魏越也是讀著忠烈經長大,歷史上,那些權臣大逆之輩,被忠貞之士呵斥,比如前朝的張檜。
心中就想:「能無愧乎?」
可現在這一幕落在自己身上,卻恍然發覺,受此所指,心靜如水。
劉昭斥罵完畢,殿內一片靜靜。
「太師劉昭,果是大燕忠臣,」
「啪」的一聲,彈響了指甲,魏越俯視著腳前的劉昭,淡淡說著。
「你——」
不等劉昭再說什麼,魏越令著:「來人,拿下,全部杖斃!」
這話一落,滿堂震驚,不想在這種浩然正氣前,魏越既悍然將這些忠貞之臣全部杖斃!
聽到號令,一群侍衛立刻衝進殿來,就要拖起幾人向外走。
「魏越,本官豈能死你杖下!」劉昭怒喝著,說罷辟踴大哭,爬跪幾步,「咚咚」哭喊著:「先帝啊,臣有愧啊!」
說完,這老者猛的向著一個柱子撲撞上去,頓時只聽「啪」的一聲,金柱都是一震,只見這人轟的倒地。
太監侍衛看去,劉昭已是血流被面,呼吸細微,撞死在柱前了。
群臣都被這激烈悲壯的場面驚呆了,皇帝微張著口,盯著下面,就想站起來,這時,一個太監用手一壓,他頓時一股熱血就冷了下去。
「劉老大人,果是忠臣!」魏越站在原地,神色不動,看這場面,又惋惜的看著幾個站著的大臣:「不過諸位老大人不必擔心,孤會請你們一起殉國,並且厚葬。」
手一揮,下面甲士醒悟過來,一把抓著站著大臣,再也不容他們掙扎,拉了出去就地杖殺。
「魏越,你不得好死!」
「魏越,你狼子野心,不怕天譴嗎!」
「魏越……」
呼喊聲,漸漸遠去,片刻後,外面慘叫聲傳來,漸漸微弱,最後一片靜悄悄。
魏越回到王座,坐下來,看向下面群臣。
只見這些在殿的大臣,都是眼觀鼻,鼻問口,大氣不敢出一口。
「啟稟吳王,臣有本上奏。」這時,禮部尚書出列,不對天子,直接向上座吳王奏本。
皇帝是臉色一白,偷偷看一眼吳王,見其並未有所表示,只得低垂眼眸,一言不發。
「講。」片刻後,魏越出聲。
禮部尚書知道自己賭對了,贏得了上位者滿意,於是繼續說:「昨曰,御史鄒容和幾個士子私下接觸,在城中貴賓樓飲酒,期間咒罵朝廷,並在貴賓樓二樓牆壁之上,留下詩篇,直指吳王,已在坊間造成一定流傳,後果極是惡劣,此是朝廷之恥,請吳王重懲此人,以儆效尤。」
「竟有此事?」魏越冷笑著,冷看一眼上面所坐少年皇帝,開口說著:「鄒容可在殿上?」
無人應聲。
「吳王,此子已請了假,這兩曰都未上朝,更未去辦公之所。」禮部尚書說著。
「你帶人去調查此事是否屬實,要是酒樓之事有其事,不必再回來報孤,立誅其滿門!」魏越對站立的侍衛說著,口氣很是平淡。

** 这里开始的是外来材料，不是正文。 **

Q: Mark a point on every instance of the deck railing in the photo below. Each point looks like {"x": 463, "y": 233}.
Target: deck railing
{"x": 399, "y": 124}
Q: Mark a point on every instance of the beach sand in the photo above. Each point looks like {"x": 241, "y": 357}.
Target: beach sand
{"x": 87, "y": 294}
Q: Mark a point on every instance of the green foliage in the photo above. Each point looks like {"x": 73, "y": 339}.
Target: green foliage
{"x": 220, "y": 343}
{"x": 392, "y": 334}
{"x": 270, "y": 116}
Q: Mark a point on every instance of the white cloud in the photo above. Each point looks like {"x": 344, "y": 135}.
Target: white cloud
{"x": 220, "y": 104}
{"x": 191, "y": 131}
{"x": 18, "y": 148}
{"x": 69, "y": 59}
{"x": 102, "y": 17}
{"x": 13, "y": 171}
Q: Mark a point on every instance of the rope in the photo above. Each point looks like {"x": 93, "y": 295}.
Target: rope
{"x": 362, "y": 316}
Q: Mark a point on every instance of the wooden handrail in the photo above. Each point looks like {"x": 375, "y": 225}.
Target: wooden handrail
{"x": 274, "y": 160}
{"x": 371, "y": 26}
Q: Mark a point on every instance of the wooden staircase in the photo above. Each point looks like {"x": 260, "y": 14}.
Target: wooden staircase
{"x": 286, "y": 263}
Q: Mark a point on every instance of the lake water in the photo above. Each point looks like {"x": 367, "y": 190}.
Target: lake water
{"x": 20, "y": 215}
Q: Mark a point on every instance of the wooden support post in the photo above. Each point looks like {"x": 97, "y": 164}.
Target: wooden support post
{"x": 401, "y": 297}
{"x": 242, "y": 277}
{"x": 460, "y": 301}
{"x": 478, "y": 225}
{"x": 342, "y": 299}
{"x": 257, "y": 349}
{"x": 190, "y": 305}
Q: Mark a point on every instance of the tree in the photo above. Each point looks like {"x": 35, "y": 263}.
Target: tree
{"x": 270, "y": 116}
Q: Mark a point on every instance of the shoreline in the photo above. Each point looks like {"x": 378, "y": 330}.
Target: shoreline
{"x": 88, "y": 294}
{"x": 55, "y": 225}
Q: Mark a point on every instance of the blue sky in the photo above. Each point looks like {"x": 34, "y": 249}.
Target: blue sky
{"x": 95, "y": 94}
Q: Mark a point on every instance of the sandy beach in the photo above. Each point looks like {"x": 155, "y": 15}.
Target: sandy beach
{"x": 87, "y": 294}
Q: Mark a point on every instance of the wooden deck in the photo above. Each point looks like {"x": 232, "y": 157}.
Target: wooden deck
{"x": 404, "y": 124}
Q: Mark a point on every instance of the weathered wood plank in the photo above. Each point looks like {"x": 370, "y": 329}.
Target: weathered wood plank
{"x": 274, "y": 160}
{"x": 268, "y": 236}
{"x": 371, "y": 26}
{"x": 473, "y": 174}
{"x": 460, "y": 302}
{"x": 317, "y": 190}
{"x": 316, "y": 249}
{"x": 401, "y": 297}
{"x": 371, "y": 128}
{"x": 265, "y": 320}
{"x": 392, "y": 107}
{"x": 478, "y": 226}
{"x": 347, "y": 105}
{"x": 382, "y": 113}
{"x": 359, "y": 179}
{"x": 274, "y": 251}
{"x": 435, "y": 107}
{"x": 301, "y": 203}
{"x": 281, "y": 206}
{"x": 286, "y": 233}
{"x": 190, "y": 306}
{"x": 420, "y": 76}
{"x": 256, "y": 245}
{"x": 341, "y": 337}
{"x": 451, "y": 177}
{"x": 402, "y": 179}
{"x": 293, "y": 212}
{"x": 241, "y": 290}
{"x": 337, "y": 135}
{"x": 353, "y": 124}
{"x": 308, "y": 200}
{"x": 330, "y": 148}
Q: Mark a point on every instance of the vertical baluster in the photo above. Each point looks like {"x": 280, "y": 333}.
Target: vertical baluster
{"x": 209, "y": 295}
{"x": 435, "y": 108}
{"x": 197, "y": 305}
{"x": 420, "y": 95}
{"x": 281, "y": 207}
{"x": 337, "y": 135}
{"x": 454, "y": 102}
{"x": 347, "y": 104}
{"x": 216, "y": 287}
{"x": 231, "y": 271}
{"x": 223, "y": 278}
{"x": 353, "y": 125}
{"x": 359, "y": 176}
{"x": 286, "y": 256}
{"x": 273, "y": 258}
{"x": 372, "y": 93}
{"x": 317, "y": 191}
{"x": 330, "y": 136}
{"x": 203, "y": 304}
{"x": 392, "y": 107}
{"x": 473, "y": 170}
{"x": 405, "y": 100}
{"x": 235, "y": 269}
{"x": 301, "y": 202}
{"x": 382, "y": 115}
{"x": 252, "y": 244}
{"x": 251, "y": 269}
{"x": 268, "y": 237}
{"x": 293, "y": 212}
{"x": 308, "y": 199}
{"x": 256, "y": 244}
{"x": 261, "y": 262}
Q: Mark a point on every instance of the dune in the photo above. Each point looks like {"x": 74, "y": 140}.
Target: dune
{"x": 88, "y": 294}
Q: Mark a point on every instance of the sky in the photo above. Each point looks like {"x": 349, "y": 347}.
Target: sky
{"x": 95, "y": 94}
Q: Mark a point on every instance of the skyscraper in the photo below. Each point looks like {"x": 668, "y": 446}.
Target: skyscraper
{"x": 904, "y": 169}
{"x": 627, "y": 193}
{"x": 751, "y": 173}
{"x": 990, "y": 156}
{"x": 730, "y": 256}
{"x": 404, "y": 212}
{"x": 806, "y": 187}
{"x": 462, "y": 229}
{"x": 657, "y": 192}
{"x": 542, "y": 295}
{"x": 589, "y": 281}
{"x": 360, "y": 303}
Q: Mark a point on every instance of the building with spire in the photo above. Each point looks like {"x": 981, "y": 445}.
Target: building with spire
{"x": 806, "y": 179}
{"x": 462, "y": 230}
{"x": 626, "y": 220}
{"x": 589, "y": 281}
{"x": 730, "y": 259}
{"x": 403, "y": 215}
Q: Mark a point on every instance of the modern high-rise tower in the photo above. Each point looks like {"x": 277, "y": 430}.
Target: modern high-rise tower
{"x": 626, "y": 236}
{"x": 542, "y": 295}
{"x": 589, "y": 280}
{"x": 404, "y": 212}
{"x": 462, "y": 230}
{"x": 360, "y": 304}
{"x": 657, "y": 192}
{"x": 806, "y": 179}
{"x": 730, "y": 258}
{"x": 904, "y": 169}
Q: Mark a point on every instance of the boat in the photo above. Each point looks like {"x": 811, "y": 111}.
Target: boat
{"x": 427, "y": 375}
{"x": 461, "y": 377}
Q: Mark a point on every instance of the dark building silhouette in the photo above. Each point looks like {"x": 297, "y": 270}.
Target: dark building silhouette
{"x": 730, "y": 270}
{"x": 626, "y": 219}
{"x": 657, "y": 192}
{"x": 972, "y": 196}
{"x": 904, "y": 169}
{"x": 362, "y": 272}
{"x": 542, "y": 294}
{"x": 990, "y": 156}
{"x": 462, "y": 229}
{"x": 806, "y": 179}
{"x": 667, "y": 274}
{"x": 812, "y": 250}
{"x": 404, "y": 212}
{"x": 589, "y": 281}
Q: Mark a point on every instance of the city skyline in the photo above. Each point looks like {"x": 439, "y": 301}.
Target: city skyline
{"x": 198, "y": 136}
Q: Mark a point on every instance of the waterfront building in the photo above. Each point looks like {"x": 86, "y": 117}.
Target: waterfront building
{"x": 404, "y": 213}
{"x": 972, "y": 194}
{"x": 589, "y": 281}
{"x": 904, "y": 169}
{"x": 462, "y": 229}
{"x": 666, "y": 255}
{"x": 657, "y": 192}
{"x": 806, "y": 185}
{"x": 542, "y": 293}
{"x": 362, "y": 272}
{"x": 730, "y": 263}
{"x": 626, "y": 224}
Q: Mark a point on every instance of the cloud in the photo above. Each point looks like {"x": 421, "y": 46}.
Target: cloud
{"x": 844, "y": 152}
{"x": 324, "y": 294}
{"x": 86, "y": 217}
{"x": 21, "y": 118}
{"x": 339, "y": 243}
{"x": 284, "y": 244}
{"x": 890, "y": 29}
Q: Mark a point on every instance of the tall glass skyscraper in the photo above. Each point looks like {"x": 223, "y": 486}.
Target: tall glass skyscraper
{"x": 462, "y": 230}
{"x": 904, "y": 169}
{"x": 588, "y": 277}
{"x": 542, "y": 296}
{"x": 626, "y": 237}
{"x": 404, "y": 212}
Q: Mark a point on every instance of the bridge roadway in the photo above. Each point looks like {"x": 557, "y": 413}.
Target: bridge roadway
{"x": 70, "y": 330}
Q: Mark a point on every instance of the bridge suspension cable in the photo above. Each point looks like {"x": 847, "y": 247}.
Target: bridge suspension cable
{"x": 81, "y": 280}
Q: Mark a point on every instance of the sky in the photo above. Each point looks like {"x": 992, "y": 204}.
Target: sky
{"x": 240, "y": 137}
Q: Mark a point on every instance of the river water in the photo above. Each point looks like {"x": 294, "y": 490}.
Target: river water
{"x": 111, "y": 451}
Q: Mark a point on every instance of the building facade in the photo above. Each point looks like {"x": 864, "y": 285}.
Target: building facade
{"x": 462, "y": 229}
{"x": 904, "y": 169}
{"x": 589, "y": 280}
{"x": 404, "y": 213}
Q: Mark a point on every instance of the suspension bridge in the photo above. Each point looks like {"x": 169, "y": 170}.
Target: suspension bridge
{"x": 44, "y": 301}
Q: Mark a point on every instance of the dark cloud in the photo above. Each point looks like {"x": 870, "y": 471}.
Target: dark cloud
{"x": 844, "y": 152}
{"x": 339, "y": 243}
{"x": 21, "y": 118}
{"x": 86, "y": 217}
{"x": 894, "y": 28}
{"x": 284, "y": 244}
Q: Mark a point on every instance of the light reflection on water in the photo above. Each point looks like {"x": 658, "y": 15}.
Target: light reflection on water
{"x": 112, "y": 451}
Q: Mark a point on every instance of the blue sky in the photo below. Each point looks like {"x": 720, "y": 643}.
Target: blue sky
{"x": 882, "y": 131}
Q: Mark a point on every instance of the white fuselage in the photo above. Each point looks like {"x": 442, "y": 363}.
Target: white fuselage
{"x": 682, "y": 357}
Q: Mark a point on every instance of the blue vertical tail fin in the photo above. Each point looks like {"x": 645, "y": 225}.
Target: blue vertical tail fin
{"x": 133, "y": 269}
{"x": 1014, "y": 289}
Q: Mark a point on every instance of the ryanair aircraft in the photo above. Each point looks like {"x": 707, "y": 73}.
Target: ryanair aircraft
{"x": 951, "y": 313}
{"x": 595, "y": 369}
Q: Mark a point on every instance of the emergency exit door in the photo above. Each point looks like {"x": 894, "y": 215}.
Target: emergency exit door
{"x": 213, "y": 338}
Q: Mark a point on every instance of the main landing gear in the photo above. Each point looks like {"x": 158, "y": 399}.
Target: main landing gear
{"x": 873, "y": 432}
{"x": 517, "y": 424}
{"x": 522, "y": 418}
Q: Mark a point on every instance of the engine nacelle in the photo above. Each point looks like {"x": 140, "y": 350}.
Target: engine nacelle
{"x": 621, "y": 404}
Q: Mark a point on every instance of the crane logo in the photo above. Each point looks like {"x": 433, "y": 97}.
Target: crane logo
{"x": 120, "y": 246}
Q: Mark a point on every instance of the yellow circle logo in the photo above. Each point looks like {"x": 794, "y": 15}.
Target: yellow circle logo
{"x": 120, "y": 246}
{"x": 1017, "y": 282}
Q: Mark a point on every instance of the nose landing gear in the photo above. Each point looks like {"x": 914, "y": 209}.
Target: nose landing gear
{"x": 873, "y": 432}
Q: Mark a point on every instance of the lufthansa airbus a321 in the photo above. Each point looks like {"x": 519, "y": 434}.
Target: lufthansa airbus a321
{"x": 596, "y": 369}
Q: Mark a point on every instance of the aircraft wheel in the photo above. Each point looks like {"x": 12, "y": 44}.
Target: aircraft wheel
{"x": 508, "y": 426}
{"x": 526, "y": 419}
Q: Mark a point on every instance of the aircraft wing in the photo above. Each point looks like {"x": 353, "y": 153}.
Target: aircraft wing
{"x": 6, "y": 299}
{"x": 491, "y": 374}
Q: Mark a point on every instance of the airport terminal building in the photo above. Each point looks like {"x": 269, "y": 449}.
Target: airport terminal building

「諾!」這個侍衛出列,帶著甲兵出了宮門,頓時使群臣更是鴉雀無聲。
這時,外面的聲音都斷絕了,魏越安居王座,悠然說著:「無論是撞死,還是杖斃,都是大燕忠臣,眾卿家議個諡號,以示褒揚吧!」
這話一落,殿內立時靜了下來,這種充滿壓迫惑的氣場,似乎把人的心也壓得直沉入海底去。
自古權臣,誅殺忠烈多矣,無有魏越如此無所畏懼,從容不迫,氣度儼然。